Arap medyasında ortaya çıkan bir görüntü, Suriye’de yaşanan insanlık ayıbını tekrar su yüzüne çıkardı. Evladı vurulan bir baba ve keskin nişancıların atışlarından saklanan, sakınan insanlar… Bu örneğin gösterdiği zulmün adını koymak; vahşet, dram, insanlık ayıbı gibi kavramlarla mümkün görünmüyor. Lord Acton’un meşhur sözlerinden yola çıkılırsa; “İktidar yozlaştırır, mutlak iktidar mutlaka yozlaştırır”,iktidarın, hükümetlerin bir diğer söyleyiş ile devletin zarar verme potansiyelinin ne kadar yüksek seviyelerde olduğunu açıkça görebiliriz. Teoride, devletin zararlılık potansiyelinin yüksekliğinin görüntüsünün pratikteki örneklerini tüm dünyada sınırlanmayan devletlerde görebiliriz. Türkiye örneğini ise çok yakından, yaşayarak görmekteyiz. Türkiye Devleti, kuruluşundan itibaren kendi vatandaşlarına yönelttiği baskı organları ile bireylere sadece baskı yapmamış, işkence ve cinayetlerden de kendini uzak tutmamıştır. Günümüzde ise bu kadar sert uygulamaların görüldüğü ülkelerden biri olarak Suriye ön plana çıkıyor. Kendi halkına, kimseyi ayırt etmeden, acımasızca kurşun sıkma hakkını kendinde gören Suriye’nin bu durumda olmasının temel sebeplerinden biri devlet yapısı ve sivil toplumun ses çıkarmamasını sağlayan devlet organlarıdır.
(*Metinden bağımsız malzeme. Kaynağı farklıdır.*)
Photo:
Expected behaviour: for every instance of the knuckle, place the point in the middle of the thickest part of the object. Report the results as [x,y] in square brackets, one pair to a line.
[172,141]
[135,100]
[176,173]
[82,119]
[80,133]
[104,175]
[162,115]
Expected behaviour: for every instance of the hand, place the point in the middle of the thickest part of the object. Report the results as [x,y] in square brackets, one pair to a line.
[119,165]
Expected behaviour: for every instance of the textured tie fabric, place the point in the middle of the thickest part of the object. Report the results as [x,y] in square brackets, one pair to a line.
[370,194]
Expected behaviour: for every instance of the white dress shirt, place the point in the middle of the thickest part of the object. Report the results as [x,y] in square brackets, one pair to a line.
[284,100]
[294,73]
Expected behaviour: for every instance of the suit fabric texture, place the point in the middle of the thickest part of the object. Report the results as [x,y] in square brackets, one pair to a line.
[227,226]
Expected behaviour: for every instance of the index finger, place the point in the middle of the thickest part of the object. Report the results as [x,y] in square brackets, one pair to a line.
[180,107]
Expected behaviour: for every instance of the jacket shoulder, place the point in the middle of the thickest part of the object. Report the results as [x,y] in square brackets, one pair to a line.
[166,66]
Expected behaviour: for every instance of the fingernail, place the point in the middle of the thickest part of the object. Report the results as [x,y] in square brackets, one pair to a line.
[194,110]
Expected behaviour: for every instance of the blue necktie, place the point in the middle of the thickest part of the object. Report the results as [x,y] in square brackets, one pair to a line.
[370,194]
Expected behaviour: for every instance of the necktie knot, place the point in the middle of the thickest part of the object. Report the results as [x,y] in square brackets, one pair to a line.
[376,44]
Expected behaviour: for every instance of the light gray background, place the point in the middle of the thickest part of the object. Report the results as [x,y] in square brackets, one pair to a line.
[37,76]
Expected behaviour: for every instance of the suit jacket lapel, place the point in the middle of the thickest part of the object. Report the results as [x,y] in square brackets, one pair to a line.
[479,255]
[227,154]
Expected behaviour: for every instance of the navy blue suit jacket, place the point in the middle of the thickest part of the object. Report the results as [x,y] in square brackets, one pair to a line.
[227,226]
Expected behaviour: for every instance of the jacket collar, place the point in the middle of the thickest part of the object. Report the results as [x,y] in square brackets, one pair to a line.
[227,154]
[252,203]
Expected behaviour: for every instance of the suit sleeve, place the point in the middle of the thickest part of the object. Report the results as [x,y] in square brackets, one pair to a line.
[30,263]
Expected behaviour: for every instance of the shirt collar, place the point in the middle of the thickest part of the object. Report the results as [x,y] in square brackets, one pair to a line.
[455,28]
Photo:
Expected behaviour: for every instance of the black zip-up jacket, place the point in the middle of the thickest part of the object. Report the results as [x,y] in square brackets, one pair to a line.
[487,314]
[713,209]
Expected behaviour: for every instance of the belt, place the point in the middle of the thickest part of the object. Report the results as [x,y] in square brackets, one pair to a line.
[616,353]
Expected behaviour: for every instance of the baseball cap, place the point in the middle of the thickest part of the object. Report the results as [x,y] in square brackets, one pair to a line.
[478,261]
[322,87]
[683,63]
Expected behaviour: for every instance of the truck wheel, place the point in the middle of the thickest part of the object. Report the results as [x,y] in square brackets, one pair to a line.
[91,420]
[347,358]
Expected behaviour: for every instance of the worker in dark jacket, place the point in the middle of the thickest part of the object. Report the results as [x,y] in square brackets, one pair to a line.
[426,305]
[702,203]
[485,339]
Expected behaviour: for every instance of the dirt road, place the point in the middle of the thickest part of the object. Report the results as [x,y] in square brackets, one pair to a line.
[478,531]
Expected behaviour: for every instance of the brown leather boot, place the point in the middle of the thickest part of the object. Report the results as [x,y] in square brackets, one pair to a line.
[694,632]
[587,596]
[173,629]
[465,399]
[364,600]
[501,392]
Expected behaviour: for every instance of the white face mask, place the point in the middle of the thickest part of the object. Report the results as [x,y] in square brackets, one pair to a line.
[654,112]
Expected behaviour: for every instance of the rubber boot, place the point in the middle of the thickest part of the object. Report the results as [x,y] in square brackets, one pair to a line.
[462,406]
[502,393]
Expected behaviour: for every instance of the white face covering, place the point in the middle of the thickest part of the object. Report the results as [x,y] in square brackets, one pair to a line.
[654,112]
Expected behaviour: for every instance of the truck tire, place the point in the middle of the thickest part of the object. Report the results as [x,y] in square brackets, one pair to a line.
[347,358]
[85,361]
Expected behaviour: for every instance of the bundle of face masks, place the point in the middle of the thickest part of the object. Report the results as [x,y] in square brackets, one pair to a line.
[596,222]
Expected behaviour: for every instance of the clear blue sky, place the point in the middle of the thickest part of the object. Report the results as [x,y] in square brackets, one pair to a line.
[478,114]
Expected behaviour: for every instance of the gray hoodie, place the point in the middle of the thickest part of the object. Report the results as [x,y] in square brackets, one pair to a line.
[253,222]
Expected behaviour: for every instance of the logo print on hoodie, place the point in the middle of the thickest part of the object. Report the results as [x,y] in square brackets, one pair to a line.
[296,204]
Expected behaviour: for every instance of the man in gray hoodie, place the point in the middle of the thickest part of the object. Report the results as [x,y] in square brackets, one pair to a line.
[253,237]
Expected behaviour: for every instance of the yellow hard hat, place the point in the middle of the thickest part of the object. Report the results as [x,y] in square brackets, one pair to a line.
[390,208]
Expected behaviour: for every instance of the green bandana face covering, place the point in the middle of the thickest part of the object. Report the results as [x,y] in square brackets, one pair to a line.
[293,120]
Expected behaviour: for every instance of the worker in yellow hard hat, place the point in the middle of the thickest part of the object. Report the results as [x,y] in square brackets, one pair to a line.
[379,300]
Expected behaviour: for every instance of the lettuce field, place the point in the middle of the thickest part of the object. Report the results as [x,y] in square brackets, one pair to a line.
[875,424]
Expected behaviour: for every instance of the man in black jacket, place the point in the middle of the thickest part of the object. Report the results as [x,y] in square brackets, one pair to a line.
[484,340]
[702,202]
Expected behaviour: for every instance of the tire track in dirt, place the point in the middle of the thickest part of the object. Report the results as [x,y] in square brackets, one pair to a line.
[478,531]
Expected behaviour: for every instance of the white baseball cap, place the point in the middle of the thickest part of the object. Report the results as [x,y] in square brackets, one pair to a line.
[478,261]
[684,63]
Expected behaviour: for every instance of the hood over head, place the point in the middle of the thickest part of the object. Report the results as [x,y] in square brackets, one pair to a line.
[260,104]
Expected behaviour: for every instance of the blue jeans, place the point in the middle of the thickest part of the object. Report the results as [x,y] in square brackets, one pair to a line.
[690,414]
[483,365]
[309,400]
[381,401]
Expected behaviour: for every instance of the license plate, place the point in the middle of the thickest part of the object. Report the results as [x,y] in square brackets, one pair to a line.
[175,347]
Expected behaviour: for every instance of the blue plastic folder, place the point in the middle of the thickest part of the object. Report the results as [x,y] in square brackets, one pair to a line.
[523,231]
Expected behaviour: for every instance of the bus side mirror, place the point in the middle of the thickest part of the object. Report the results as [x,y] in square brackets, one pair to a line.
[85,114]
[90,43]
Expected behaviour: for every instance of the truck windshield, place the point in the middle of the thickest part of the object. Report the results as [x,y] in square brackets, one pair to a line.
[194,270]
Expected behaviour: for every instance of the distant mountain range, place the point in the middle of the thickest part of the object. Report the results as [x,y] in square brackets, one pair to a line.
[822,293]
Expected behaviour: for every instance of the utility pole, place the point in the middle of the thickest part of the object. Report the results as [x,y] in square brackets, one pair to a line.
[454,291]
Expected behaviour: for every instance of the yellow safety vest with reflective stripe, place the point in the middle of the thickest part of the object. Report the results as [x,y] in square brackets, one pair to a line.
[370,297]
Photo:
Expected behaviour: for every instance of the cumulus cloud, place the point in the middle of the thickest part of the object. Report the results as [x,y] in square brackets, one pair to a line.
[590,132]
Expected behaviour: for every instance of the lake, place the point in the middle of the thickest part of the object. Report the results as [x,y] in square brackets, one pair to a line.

Suriye örneğinden yola çıkarsak, devletin gerekliliği fakat sınırlı bir alanda tutulması gereklilikleri ön plana çıkar. Devlet kavramının bireyler için var olduğunu kabul edersek, bu mekanizmanın bireylere her alanda zarar vermesinin önüne geçilmesi gerektiğini de görmemiz gerekir. Bu alanlara örnek vermek gerekecek olursa; güvenlik, ekonomi, yargı ve eğitim kavramları gündeme gelecektir. Devletin en önemli görevlerinden olan güvenliği sağlamak sınırlanmamış devletlerde çığırından çıkarak tersi bir durumu ortaya koyabilmektedir. Bireylerin güvenliğini sağlamak yerine güvenliklerini tehlikeye atan ve bireylerin üstlerinde baskı kuran kurumlar haline gelmesinin önüne yetki ve alan sınırlandırmaları getirilerek geçilmelidir. Bunun yanında yargı kolu kendine verilmiş görevi insan hakları standartlarına dayalı bir biçimde ve esasda yerine getirmelidir. Bunun aksine olan davranış ve tutumlarda ise bireylerin seslerini çıkarmalarını engellemek amacı ile kurulmuş bir eğitim müfredatı devlet tekeline bırakılmamalıdır. Tüm bunların yanında ise ekonomiye müdahalelerin sıfıra indirilmesi ile özgür teşebbüslerin önü açılmalı ve akabinde özgürlüğün her alanda refah getireceği hususu dikkate alınmalıdır.
Nihayetinde, devletlerin bireylere yaşattığı kabul edilemez müdahalelerin meşru kabul edilemeyeceğini ve bunların önüne sınırlı devlet prensibi ile çıkılabileceği gözler önündedir. Suriyeli, Türkiyeli, Belçikalı gibi sınıflandırmalara sokulmadan görülmesi gereken gerçeklerden biri, insanın yani her bireyin özgürlüklerine karşı vurulan her bir darbe insanlığa vurulmuş olması gerçeğidir. Özgürlüğün insanlık değerlerindeki birincil mevkisi savunulmaya değer ve zaruridir.